Abstract
Background: Traditional sedation for mechanically ventilated patients causes delirium, which increases the patients' length of stay while hospitalized. When extubation is attempted, these medications must be discontinued because of the side effect of respiratory depression, leaving patients anxious and agitated, delaying extubation and prolonging the need for mechanical ventilation. Dexmedetomidine is a safe alternative sedative that does not cause delirium or respiratory depression.
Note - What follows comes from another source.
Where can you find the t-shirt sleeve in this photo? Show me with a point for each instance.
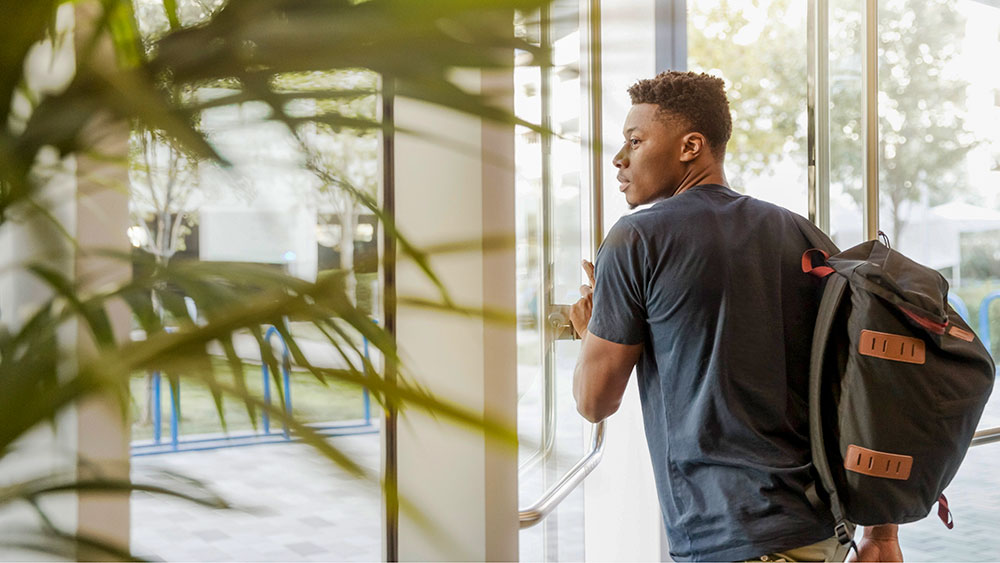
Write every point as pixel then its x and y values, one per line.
pixel 619 313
During the weaning process, dexmedetomidine can be continued, allowing the patient to remain calm and successfully extubated.
Objectives: The aim of this study is to decrease the length of stay for mechanically ventilated patients by implementing a dexmedetomidine protocol for difficult-to-extubate patients during the weaning process.
Methods: A preintervention/postintervention design pilot study was done comparing the patient mean of length of stay on mechanical ventilation. A Mann-Whitney U test was used because of the small sample size.
Results: Over the 3-month implementation period, 15 patients received dexmedetomidine. None of the patients experienced adverse reactions while on dexmedetomidine. There was a trend of decreasing mechanical ventilation length of stay but no significant difference was noted between the preimplementation and postimplementation groups.
Conclusion: Dexmedetomidine was a safe alternative to traditional sedation for difficult-to-extubate patients when a bolus dose was not given.